Şeklinde, bir kez daha iptal kararı verilmiştir. Anayasa’nın 138. maddesinin son fıkrasında “Yasama ve yürütme organlarıyla idare, mahkeme kararlarını hiçbir suretle değiştiremez ve bunların yerine getirilmesini geciktiremez” hükmü ile İdari Yargılama Usul Kanunun “Kararların sonuçları” başlıklı 28. maddesinde “Danıştay, bölge idare mahkemeleri, idare ve vergi mahkemelerinin esasa ve yürütmenin durdurulmasına ilişkin kararlarının icaplarına göre idare, gecikmeksizin işlem tesis etmeye veya eylemde bulunmaya mecburdur. Bu süre hiçbir şekilde kararın idareye tebliğinden başlayarak otuz günü geçemez.” hükmü bulunmaktadır.
İptal kararları, işlemin yapılmasından önceki hukuki duruma dönülmesini sağlayan, idare tarafından uyulmasının ve bu kararların icaplarına göre gerekli işlem veya eylemlerin yapılmasının zorunlu olduğu yargısal kararlar olmasına rağmen yargı kararlarına uyulmamaktadır.
7201 sayılı Kanun gereği tebligat yapma yetkisi bulunmayan taşeron firma çalışanları tarafından yapılan tebligatlar yasaya aykırı olduğu gibi yargılamanın gecikmesine ve kamu zararının doğmasına da sebep olmaktadır.
Sendikamızın bunları dile getirmesinin önemli nedenleri vardır.
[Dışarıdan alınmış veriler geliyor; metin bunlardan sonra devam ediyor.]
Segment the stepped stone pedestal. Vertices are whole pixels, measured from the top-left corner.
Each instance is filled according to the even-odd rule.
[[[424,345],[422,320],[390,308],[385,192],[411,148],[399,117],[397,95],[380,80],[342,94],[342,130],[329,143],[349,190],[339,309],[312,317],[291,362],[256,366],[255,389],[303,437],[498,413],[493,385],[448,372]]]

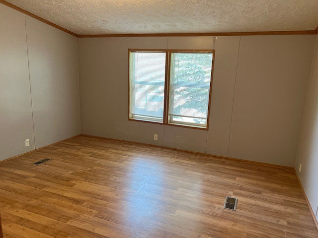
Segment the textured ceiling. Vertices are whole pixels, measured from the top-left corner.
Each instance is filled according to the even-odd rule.
[[[79,35],[313,30],[318,0],[6,0]]]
Bu nedenler şu şekilde sıralanabilir; Kanun’a aykırı olduğu için, Kanun’a aykırı işlem yapan taşeron firma personellerinin resmi evrakta sahtecilik suçundan ceza almaması için, Tebligatların taşeron firma personellerine dağıttırılması nedeniyle kadrolu personel alınmadığı için, Kamu kurumu olan PTT’nin taşeronlaştırılmaması için, Müşterek dağıtımdan vazgeçilerek, kadrolu personelin asli görevini yapması için PTT, tebligatı taşeron firma personeline yaptırmak için torba yasalara eklemlenerek geçirilmesi, kanuniliği yerine getirmiş olmayacaktır.
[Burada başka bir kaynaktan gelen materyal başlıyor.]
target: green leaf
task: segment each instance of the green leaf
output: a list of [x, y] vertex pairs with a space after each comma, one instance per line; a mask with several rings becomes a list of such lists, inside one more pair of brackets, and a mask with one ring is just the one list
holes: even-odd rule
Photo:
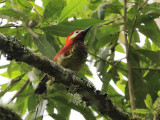
[[141, 10], [141, 12], [145, 16], [150, 16], [152, 19], [158, 18], [160, 16], [160, 3], [154, 2], [148, 4]]
[[160, 47], [160, 30], [154, 20], [146, 19], [144, 25], [139, 25], [138, 29], [142, 34], [150, 38], [152, 42]]
[[[70, 0], [67, 6], [65, 6], [61, 12], [59, 21], [63, 21], [64, 19], [71, 17], [71, 15], [76, 12], [76, 10], [86, 4], [86, 0]], [[73, 16], [72, 16], [73, 17]]]
[[95, 48], [98, 50], [105, 46], [107, 43], [116, 43], [118, 40], [117, 33], [119, 31], [119, 26], [103, 26], [99, 28], [96, 32], [97, 43]]
[[147, 94], [146, 99], [144, 100], [145, 105], [150, 109], [153, 110], [153, 103], [152, 103], [152, 98], [150, 94]]
[[160, 65], [160, 51], [151, 51], [145, 49], [138, 49], [137, 52], [142, 54], [144, 57], [150, 59], [153, 63]]
[[34, 2], [32, 1], [28, 1], [30, 4], [32, 4], [32, 6], [36, 9], [36, 11], [42, 16], [43, 15], [43, 12], [44, 12], [44, 9], [40, 6], [38, 6], [37, 4], [35, 4]]
[[61, 22], [58, 25], [47, 26], [43, 27], [42, 30], [45, 32], [50, 32], [51, 34], [67, 37], [70, 33], [75, 30], [85, 29], [91, 25], [102, 23], [103, 20], [90, 20], [90, 19], [83, 19], [83, 20], [76, 20], [72, 22]]
[[2, 66], [0, 66], [0, 69], [4, 69], [4, 68], [6, 68], [6, 67], [8, 67], [9, 66], [9, 64], [7, 64], [7, 65], [2, 65]]
[[47, 38], [47, 41], [55, 48], [56, 52], [60, 50], [59, 44], [58, 44], [58, 38], [53, 36], [51, 33], [45, 32], [45, 36]]
[[49, 59], [53, 59], [56, 55], [56, 50], [54, 47], [46, 40], [44, 36], [40, 36], [38, 39], [33, 39], [34, 43], [37, 45], [38, 50]]
[[43, 13], [43, 21], [49, 19], [50, 17], [54, 16], [54, 18], [58, 17], [65, 5], [64, 0], [51, 0]]
[[14, 17], [16, 19], [22, 19], [25, 17], [25, 14], [15, 11], [13, 9], [0, 9], [0, 17], [4, 18], [3, 16], [8, 16], [8, 17]]
[[140, 114], [148, 114], [148, 113], [150, 113], [150, 111], [147, 110], [147, 109], [136, 109], [133, 112], [140, 113]]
Tam tersi vatandaşın kişisel bilgilerinin güvenliğini de riske atacak bir adım olacağını değerlendiriyoruz. Bundan dolayı vatandaşlarımızın da KVKK'na istinaden itiraz etmesi, tepki göstermesi gerekir. Geçici çözümlerle, torba yasalarla, güvencesiz istihdam sağlamakla sorun çözülemez. Kamu kurumunun sorumluluğu, çalıştırdığı emekçiyi güvenceli istihdam etmek, mutluluğunu da düşünmekten geçmektedir. İştirak şirketleri üzerinden veya taşeron firmalar üzerinden personel istihdam etme şekli, sadece patronların daha da zengin olmasına yol açıyor. Kamunun varlıkları kamuya değil, emekçileri düşünmeyen patronlara aktarılıyor.
PTT personelinin iş yükünü azaltacak ve PTT’nin verdiği hizmetin kalitesini artıracak çözüm, kadrolu personel istihdamını artırmak ve bir an önce personel alımı yapmaktan geçmektedir.”